Law & Principles

Amid publicity, Moore vote on election integrity shifts

May 3, 2022

Ray Carter

State Rep. Anthony Moore recently voted for legislation that would require a voter-fraud investigation when 10 or more people appear to be voting from one house—despite having previously voted against an almost identical bill that he decried as a waste of prosecutors’ time and “unconstitutional.”

The apparent shift follows recent publicity in Moore’s district that focused on his voting record.

In March, the House Elections and Ethics Committee heard House Bill 2974, which would require the State Election Board to review voter-registration records and, if more than 10 registered voters “share a single residential address,” the bill required the board to notify the secretary of that county’s election board, who would then be required to “immediately notify the district attorney for that county.”

Under HB 2974, the district attorney would then be required to “investigate any possible criminal violation of the law related to the voter registration.”

The bill did not apply to nursing homes, veterans’ centers, medical facilities, multiunit housing, installations of the Armed Forces of the United States, or “other locations authorized in writing by the Secretary of the State Election Board.”

HB 2974 passed the House Elections and Ethics Committee on March 1 on a 4-3 vote. Moore was the only Republican to oppose the bill’s passage.

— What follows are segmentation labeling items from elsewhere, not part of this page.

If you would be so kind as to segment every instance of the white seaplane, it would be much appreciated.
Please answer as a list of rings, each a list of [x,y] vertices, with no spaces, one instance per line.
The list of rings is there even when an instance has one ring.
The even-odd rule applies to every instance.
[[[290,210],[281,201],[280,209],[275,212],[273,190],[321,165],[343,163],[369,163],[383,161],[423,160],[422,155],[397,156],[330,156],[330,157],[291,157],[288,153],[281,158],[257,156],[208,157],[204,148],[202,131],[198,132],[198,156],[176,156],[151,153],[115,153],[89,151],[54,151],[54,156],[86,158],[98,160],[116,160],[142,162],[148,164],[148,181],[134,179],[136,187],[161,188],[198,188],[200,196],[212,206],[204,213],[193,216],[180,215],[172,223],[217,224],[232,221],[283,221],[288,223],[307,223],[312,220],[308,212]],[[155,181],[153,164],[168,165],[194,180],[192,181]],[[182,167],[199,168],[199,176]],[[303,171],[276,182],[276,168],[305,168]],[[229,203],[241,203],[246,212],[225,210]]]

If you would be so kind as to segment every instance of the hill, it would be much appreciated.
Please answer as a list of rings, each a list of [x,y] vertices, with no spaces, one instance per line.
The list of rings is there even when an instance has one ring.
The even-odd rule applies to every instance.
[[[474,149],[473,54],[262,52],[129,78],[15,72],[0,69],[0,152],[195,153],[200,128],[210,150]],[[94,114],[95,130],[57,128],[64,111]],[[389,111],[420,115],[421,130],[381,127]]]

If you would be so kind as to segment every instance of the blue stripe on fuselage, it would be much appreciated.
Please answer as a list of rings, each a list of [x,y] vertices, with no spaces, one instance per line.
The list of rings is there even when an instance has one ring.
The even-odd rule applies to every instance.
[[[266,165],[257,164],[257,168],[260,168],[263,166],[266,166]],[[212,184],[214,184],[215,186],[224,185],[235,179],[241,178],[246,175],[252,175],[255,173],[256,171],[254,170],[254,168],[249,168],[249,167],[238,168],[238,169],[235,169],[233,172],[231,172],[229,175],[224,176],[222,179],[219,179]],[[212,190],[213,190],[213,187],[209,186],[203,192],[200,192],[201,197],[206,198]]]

When the bill came before the full Oklahoma House of Representatives on March 8, Moore again joined Democrats in opposition and also criticized the bill on the House floor. In public comments on the House floor, Moore said the bill would waste district attorneys’ time, saying it would “create more hurdles for them, more things to get done.”

Supporters said some suspicious incidents have been identified where multiple people are registered at one home address. State Rep. Jim Olsen, a Roland Republican who authored HB 2974, said he had received “information about one address with 27 voters registered there.”

State Rep. Gary Mize, R-Guthrie, said there is a “location in my district where this might actually apply” and that the issue had arisen during the last election cycle, but that there “was really no path to even check it out or look at it.”

Following the House floor vote, the organization People for Opportunity highlighted Moore’s vote and comments in a mailer sent to his district. The mailer noted that Moore voted against HB 2974 even as 66 House Republicans voted in favor of the bill and called the bill a “common-sense way to clean up the voter list and stop fraud.” The mailer included quotes from Moore’s comments criticizing HB 2974 on the House floor.

Notably, the House lawmakers who voted in favor of HB 2974 included several lawmakers who were previously prosecutors or law-enforcement officials.

Moore responded with an April 14 Facebook post that also included a copy of a mail piece Moore sent to constituents about the election-integrity issue. Moore’s mailer described criticism of his vote on HB 2974 as “LIES funded by DARK MONEY interest groups.”

However, in both the mailer and in his April 14 Facebook post, Moore conceded that those reports are accurate and that he did oppose HB 2974.

The mailer included a statement from Moore declaring, “The bill I opposed was unconstitutional. You don’t fix an old, broken-down vehicle with defective parts, or it won’t work very long!”

In his Facebook post, Moore stated, “I have and always will be 100% committed to election integrity, but not by unconstitutional and unfunded mandates that grow government.”

At no point in his comments on the House floor during consideration of HB 2974 did Moore claim the bill was unconstitutional

At the same time, Moore has voted in favor of another bill that is substantially identical to HB 2974.

Existing state law already requires the secretary of the county election board to notify the local district attorney and Secretary of the State Election Board whenever “more than ten absentee ballots for a single election are requested to be mailed to a single mailing address.”

As passed by the House Elections and Ethics Committee, Senate Bill 1637 would require that the state attorney general be notified, rather than the local district attorney, with the attorney general allowed to “investigate any possible criminal violation of the law related to the absentee ballot requests.”

If the attorney general declined to investigate, SB 1637 stated that the district attorney “shall then investigate any possible criminal violation of the law related to the absentee ballot requests.”

As with HB 2974, the provisions of SB 1637 did not apply to absentee ballots sent to nursing homes, veterans’ centers, medical facilities, multiunit housing, and military installations.

SB 1637 passed the House Elections and Ethics Committee on April 5 on a 4-2 vote that broke along party lines. Moore voted with Republicans in that instance. (SB 1637 did not receive a hearing on the House floor.)

The main difference between HB 2974 and SB 1637 was that one bill required an investigation when 10 or more people are registered at one address, while the other bill required an investigation when 10 or more absentee ballots are sent to voters registered at one address.